What's next after completing your degree?

Nicole: Because of my legal background, I plan on going into freelance court reporting, and hopefully someday becoming an official reporter (for congressional hearings, etc).

Last of all, what advice would you give to new students who are thinking about enrolling in the Court Reporting program?

Nicole: Do your research and get informed! Going back to school is NOT impossible. There are so many resources out there to help you get started and to obtain a degree. Had I known about all the resources sooner, I probably wouldn't have waited as long.
$$$ The following Workforce Education funding programs support Court Reporting at Green River: BFET, Worker Retraining, and WorkFirst.

Nov 8, 2012

Prof Tech Profile #11: Aerospace Programs

Today's Prof Tech profile features a brief Q and A with Bob Embrey, who will be talking about three exciting new Aerospace training programs now available at Green River.

Bob Embrey
Hi Bob. Thanks for joining us on the blog. To start, can you tell us the story of how Aerospace came to Green River?

BOB: In 2010 Boeing and companies in the aerospace supply chain began work with the Washington State Community College system to align curriculum more closely with industry needs.
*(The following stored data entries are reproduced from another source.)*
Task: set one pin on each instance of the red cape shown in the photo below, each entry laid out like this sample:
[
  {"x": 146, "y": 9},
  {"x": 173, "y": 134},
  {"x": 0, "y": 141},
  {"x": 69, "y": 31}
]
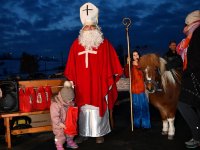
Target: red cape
[{"x": 92, "y": 83}]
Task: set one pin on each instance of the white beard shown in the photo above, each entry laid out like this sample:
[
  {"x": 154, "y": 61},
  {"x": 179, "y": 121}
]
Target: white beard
[{"x": 90, "y": 39}]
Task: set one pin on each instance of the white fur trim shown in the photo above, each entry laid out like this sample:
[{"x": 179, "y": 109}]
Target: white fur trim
[{"x": 67, "y": 84}]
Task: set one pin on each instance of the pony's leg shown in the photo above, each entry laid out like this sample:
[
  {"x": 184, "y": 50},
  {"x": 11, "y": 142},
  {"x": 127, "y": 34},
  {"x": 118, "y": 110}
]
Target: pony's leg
[
  {"x": 165, "y": 127},
  {"x": 171, "y": 131}
]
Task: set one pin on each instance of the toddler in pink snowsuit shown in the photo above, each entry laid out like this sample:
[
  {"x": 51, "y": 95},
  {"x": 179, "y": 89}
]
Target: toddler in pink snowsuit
[{"x": 58, "y": 110}]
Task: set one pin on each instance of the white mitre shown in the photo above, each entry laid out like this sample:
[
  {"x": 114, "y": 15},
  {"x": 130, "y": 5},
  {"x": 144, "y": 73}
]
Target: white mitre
[{"x": 89, "y": 14}]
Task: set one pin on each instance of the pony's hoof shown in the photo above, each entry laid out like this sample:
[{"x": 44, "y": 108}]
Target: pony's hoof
[
  {"x": 170, "y": 137},
  {"x": 164, "y": 132}
]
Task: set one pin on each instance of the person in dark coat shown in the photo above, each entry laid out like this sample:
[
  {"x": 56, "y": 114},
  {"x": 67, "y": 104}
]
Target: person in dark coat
[
  {"x": 173, "y": 59},
  {"x": 189, "y": 104}
]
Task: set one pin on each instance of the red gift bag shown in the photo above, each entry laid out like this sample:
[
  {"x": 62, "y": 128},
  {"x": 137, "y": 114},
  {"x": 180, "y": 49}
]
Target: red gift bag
[
  {"x": 25, "y": 101},
  {"x": 32, "y": 94},
  {"x": 71, "y": 121},
  {"x": 48, "y": 93},
  {"x": 41, "y": 100}
]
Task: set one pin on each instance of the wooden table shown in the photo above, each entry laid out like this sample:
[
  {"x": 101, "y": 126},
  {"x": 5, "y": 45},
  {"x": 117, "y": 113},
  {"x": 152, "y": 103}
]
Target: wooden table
[{"x": 8, "y": 116}]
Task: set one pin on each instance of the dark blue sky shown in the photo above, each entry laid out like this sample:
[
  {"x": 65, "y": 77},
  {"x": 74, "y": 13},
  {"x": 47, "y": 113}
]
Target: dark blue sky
[{"x": 48, "y": 27}]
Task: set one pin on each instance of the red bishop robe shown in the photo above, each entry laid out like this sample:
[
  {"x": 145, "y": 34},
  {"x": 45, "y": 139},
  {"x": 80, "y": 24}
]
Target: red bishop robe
[{"x": 92, "y": 83}]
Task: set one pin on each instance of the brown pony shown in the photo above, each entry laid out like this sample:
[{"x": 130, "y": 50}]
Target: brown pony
[{"x": 163, "y": 88}]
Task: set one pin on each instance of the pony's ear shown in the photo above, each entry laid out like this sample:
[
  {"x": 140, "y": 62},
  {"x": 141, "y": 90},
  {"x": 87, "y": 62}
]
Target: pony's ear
[{"x": 162, "y": 65}]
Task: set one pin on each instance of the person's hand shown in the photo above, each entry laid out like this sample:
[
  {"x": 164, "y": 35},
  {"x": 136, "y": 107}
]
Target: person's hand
[
  {"x": 62, "y": 125},
  {"x": 72, "y": 83}
]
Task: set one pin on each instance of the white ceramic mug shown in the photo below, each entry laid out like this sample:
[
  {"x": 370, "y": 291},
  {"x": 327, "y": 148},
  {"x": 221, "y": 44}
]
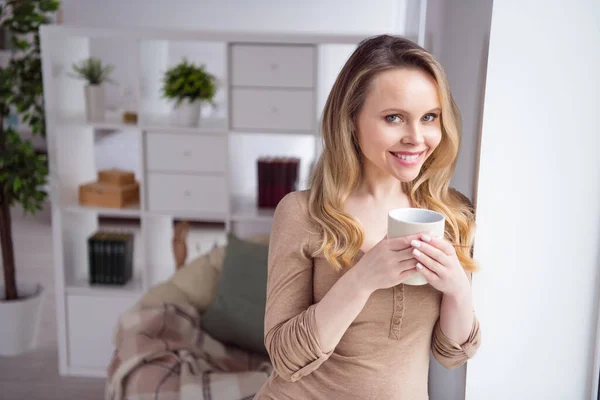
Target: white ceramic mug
[{"x": 410, "y": 221}]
The first step was to examine aerospace and manufacturing curriculum already in place around the state and then make recommendations. After an exhaustive tour, the consensus was that two-year degrees – while highly encouraged along with four-year and graduate education – actually train well beyond what entry level candidates need to know. From that came the recommendation for short-term education and training programs, perhaps in the form of stackable certificates. Next, the governor’s office acknowledged this vital piece of the workforce training continuum and provided grant funds dedicated to the development of short-term aerospace training programs. Green River Community College proposed a plan to deliver three brand new certificate programs and in early 2012 the college went from concept to classroom in 100 days with the help of several industry partners and highly committed faculty.
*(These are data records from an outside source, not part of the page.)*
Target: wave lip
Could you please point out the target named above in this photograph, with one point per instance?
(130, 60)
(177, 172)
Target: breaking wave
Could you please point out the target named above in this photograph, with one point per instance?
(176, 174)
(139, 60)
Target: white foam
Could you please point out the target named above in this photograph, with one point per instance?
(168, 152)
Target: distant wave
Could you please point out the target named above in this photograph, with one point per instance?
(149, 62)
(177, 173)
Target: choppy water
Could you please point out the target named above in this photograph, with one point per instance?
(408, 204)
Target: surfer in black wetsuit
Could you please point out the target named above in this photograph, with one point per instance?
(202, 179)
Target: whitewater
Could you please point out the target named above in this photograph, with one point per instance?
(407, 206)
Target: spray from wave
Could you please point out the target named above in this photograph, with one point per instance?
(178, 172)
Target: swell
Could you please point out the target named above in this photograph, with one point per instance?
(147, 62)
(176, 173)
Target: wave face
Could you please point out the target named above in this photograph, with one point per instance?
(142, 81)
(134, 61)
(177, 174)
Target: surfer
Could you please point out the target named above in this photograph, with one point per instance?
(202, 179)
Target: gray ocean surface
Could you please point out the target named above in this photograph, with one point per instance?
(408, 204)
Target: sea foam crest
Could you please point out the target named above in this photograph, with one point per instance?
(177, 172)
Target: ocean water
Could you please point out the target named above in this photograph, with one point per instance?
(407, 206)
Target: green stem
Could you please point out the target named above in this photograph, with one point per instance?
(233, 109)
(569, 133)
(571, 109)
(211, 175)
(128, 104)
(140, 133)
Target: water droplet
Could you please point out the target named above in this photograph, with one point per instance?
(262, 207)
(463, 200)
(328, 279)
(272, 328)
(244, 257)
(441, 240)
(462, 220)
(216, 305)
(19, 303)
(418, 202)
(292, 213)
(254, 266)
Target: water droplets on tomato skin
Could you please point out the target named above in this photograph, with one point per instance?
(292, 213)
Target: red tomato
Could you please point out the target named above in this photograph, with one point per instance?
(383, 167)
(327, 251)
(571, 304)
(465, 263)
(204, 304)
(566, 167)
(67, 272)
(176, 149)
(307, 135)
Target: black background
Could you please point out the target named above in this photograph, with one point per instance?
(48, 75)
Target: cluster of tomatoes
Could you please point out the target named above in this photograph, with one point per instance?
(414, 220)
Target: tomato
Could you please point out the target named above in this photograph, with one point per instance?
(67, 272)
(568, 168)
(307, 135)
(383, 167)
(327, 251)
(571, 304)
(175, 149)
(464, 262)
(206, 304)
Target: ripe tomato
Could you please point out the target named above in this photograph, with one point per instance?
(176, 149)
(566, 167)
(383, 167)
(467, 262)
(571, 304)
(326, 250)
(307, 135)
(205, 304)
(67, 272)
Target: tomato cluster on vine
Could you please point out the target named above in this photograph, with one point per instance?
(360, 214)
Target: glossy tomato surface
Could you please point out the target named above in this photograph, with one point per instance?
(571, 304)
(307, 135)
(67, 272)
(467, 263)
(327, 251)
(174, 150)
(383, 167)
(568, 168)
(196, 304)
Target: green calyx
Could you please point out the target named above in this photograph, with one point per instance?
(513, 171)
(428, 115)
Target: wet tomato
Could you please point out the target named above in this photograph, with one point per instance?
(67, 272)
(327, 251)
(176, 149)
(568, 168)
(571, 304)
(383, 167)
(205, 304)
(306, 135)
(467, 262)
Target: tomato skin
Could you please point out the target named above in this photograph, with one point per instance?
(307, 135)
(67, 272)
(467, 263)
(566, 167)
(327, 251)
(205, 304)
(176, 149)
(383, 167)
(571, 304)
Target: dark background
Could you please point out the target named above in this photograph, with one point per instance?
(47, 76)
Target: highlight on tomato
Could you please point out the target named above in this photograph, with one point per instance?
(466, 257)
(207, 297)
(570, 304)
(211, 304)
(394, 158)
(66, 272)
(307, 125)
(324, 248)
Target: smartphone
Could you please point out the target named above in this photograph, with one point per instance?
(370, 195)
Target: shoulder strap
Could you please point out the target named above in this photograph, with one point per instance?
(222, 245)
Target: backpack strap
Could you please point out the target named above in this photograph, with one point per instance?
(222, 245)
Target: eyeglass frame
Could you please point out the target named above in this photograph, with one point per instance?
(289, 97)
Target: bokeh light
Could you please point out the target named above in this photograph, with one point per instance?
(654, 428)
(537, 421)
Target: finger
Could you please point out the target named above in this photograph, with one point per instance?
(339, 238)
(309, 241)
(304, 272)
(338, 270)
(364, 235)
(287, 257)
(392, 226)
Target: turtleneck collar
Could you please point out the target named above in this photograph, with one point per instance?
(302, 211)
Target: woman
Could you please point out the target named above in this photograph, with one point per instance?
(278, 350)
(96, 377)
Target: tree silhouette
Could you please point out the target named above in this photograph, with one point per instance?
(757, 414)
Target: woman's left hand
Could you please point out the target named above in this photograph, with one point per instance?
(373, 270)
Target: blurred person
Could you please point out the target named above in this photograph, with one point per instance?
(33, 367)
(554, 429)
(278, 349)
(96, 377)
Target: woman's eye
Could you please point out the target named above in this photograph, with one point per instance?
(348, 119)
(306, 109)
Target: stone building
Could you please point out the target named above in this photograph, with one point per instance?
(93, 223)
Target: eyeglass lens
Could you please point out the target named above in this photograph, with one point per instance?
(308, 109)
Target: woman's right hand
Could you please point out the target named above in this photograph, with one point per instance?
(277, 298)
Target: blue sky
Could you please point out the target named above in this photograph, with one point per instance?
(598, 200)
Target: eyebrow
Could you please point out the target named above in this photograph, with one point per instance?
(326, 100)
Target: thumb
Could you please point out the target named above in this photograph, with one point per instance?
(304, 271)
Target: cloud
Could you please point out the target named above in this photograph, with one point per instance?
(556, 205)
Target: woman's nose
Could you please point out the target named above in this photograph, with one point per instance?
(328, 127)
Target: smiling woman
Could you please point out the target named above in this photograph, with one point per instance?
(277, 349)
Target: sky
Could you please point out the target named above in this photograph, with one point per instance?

There are currently three different Aerospace certificate programs: Precision Machining, Machine Maintenance, and Quality Assurance. How can prospective students determine what certificate pathway is best for them?
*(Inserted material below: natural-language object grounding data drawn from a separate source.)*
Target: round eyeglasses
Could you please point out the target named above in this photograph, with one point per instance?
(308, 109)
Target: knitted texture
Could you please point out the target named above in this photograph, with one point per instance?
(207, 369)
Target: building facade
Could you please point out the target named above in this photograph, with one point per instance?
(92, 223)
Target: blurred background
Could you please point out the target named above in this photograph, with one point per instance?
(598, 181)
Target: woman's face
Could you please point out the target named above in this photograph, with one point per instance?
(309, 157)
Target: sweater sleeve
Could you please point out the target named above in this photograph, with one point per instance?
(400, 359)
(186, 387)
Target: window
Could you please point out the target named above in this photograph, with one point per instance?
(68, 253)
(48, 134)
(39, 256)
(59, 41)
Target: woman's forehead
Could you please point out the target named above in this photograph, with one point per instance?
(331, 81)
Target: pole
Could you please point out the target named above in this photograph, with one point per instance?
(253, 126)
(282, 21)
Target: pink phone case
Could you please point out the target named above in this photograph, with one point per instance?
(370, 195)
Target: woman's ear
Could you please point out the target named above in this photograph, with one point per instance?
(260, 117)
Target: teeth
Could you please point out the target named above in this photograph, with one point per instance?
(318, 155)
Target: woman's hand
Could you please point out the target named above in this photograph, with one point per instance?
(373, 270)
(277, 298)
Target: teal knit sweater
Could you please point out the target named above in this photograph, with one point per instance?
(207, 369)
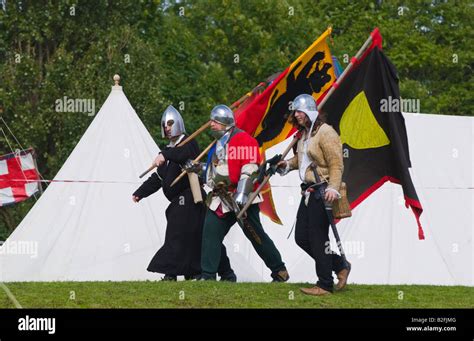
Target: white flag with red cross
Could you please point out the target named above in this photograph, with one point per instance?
(18, 177)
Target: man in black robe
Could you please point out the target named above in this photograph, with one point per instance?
(181, 252)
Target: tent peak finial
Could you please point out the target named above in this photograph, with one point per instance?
(116, 79)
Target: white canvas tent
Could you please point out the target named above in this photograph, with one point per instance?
(93, 231)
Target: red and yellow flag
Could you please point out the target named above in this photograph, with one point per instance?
(264, 115)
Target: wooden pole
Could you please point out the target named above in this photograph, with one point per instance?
(199, 157)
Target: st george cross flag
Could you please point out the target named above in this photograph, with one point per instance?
(18, 177)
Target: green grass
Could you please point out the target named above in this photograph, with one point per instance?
(229, 295)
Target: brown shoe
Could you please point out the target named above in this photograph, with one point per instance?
(342, 277)
(315, 291)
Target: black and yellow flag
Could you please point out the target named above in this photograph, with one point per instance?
(374, 138)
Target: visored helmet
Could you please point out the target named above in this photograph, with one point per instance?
(172, 117)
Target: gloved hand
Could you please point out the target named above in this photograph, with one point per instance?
(192, 167)
(241, 199)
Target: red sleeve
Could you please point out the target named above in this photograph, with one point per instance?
(243, 149)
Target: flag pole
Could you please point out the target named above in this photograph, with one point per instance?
(348, 68)
(296, 137)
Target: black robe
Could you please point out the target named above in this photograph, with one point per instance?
(181, 252)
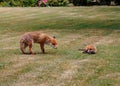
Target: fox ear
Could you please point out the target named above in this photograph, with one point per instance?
(54, 37)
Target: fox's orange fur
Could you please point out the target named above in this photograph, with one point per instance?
(36, 37)
(90, 49)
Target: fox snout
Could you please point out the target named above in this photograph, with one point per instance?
(54, 46)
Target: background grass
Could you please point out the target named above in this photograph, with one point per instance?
(74, 28)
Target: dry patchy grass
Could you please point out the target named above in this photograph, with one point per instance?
(65, 66)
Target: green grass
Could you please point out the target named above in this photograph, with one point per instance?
(74, 27)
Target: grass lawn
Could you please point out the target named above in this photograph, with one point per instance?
(74, 27)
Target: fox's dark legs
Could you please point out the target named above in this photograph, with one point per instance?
(30, 48)
(42, 48)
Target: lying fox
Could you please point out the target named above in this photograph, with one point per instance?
(90, 49)
(36, 37)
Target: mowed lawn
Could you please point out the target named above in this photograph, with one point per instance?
(74, 28)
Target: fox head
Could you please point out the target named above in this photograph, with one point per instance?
(52, 42)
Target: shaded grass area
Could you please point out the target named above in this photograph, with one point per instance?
(74, 27)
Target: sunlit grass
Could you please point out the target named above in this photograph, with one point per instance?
(74, 28)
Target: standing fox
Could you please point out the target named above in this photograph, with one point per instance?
(90, 49)
(36, 37)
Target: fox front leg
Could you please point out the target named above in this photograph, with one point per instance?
(42, 48)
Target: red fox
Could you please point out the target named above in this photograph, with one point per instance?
(36, 37)
(90, 49)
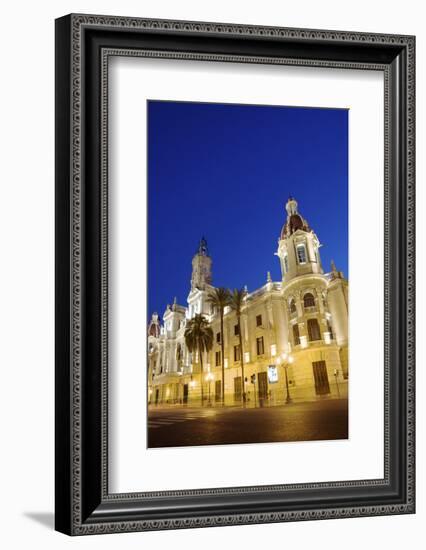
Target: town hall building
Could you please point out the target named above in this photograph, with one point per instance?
(294, 333)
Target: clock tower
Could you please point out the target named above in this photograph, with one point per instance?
(201, 267)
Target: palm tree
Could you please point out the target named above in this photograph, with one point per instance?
(199, 337)
(219, 299)
(237, 297)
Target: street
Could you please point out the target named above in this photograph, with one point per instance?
(178, 426)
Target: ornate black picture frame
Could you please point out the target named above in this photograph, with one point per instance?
(83, 45)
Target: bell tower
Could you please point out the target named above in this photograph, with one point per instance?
(298, 245)
(201, 267)
(201, 280)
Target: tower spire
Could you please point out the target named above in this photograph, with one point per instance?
(201, 266)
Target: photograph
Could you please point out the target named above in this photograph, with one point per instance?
(248, 274)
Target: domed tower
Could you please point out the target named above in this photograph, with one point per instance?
(154, 327)
(298, 246)
(201, 280)
(201, 267)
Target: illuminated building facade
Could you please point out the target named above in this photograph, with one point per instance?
(294, 333)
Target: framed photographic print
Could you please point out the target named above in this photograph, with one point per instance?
(234, 274)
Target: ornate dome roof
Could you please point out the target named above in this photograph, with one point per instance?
(154, 327)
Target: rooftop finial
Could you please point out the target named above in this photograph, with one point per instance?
(291, 206)
(202, 247)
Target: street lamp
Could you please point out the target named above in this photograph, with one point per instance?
(336, 373)
(209, 378)
(286, 361)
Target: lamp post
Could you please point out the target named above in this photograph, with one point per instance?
(209, 378)
(286, 361)
(336, 373)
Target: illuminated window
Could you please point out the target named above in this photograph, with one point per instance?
(308, 300)
(259, 346)
(301, 253)
(285, 263)
(296, 335)
(313, 330)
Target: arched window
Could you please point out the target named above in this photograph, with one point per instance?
(313, 330)
(308, 300)
(301, 253)
(286, 263)
(296, 335)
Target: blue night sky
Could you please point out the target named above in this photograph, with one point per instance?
(225, 171)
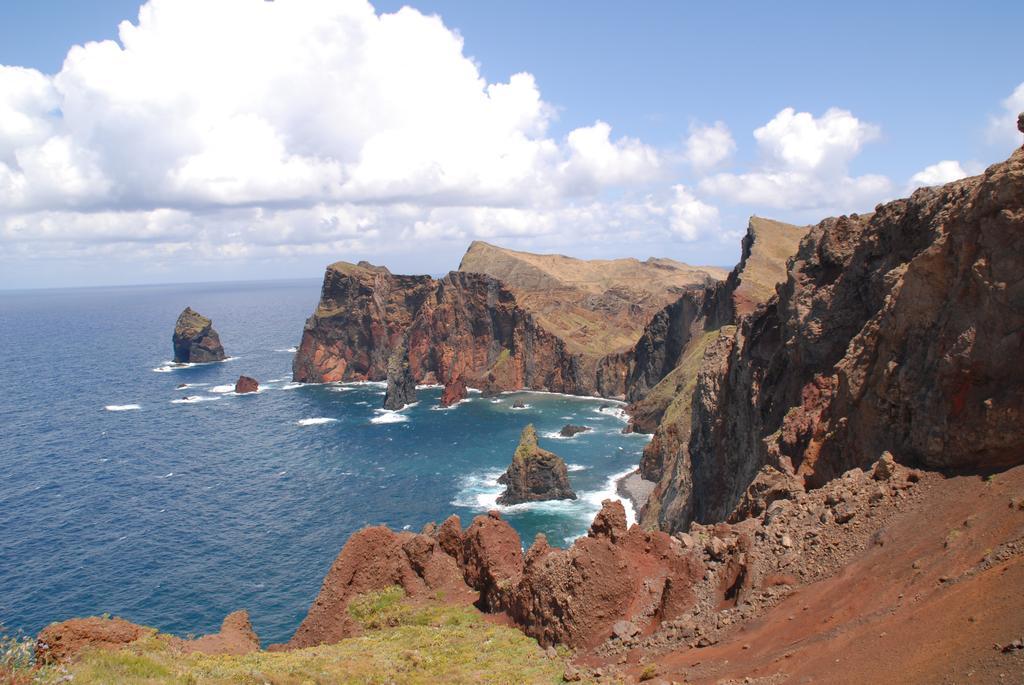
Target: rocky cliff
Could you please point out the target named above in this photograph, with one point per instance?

BOB: A good way to determine the best pathway is to match your interests and background with the program. If you have strong interest you’ll stay motivated, and if your background aligns in the least bit you’ll come across that much better on a resume’. Getting a job involves three keys: 1) knowledge and skills, 2) personality, and 3) experience. The college provides the knowledge and skill training and the individual brings the other 2/3 of the equation, so matching your interests and background with a particular program is significant to success. Prospective students can learn more about the typical work in each of these programs by visiting greenriver.edu/aerospace and checking the News and Resources page. In addition, here are some videos here and here that might help in the decision process.

The future of Aerospace looks bright. What kinds of jobs might Aerospace training at Green River prepare students for?

BOB: Background and experience play a large role in job positioning. Here are some typical jobs for which these programs help prepare:
  • Principles of Precision Machining will prepare students for entry level positions as Assemblers and Fabricators, Machinist’s Assistants, Metal Workers, Machine Operators, and more.
  • Machine Maintenance will prepare students for entry level positions as Industrial Machinery Mechanics, Facilities/Machinery Maintenance workers, General Maintenance and Repair Workers, Maintenance Technicians, Building Maintenance Technician, Industrial Maintenance Technician, and more.
  • Quality Assurance will prepare students for entry level positions as Quality Inspectors, Testers, Samplers, Quality Assurance Technicians, Quality Systems Assistants, Quality Managers, Quality Specialist, Quality Analyst, and more.
$$$ The following Workforce Education funding programs support Aerospace pathways at Green River: BFET, Worker Retraining, and WorkFirst.